At one point or another, pretty much every writer hits a wall. For whatever reason, you can be moving along at full tilt when, all of a sudden, you realize that you’ve either painted yourself into a corner or, worse, that you’re fresh out of paint. The technical term for this, I believe, is writer’s block.
The important thing to remember when you’re hit with writer’s block is not to panic. Instead, look back over what you’ve written and try to figure out what’s “lurking.” In other words, what remains unsaid? Where’s the potential for your story to grow? For example, is there a character you’ve mentioned in passing but have yet to develop? Is there a “gun over the fireplace” that you haven’t fired yet? Have any of your characters missed opportunities to meet? Is a character holding back on expressing her true feelings or revealing an important detail?

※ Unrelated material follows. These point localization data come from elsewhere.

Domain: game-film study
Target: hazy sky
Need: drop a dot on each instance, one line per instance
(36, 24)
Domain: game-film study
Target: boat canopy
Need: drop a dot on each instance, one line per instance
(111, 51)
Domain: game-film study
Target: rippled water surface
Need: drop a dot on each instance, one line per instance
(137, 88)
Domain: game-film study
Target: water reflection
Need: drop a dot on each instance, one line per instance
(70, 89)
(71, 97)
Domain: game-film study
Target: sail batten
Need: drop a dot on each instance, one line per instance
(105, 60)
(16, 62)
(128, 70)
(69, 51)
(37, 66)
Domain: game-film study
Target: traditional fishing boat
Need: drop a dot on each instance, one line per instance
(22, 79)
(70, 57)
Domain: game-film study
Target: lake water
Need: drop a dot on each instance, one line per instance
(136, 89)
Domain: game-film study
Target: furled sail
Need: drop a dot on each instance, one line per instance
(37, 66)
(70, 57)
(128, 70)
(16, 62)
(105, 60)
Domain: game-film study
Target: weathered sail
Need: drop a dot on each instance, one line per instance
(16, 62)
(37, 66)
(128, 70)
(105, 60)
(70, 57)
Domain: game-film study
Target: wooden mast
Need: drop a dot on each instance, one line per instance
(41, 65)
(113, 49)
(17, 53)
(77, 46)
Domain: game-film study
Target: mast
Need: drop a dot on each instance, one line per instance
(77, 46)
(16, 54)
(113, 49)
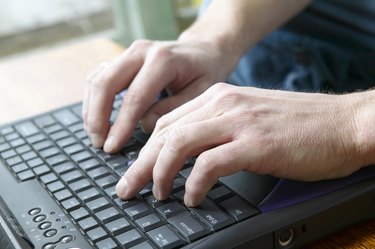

I recently saw the author Robin Black read from her wonderful collection of short stories, If I Loved You, I Would Tell You This. One of the things she said she does when she’s stuck is to go back and look for places where her characters don’t speak their minds because they’re trying to be polite. She’ll then remind herself that her characters don’t need to be as polite as she is, and she’ll allow her characters to say what she might never say in real life. From there, the story is forced to take a new turn.
By allowing something that’s lurking to creep out into the open, you give your work the opportunity to do something unexpected. When that happens, your work takes on new life. To go back to my initial analogy, it’s a little bit like giving yourself the power to paint a doorway into the corner you thought you’d painted yourself into—and then to step through that doorway and into the rest of your story.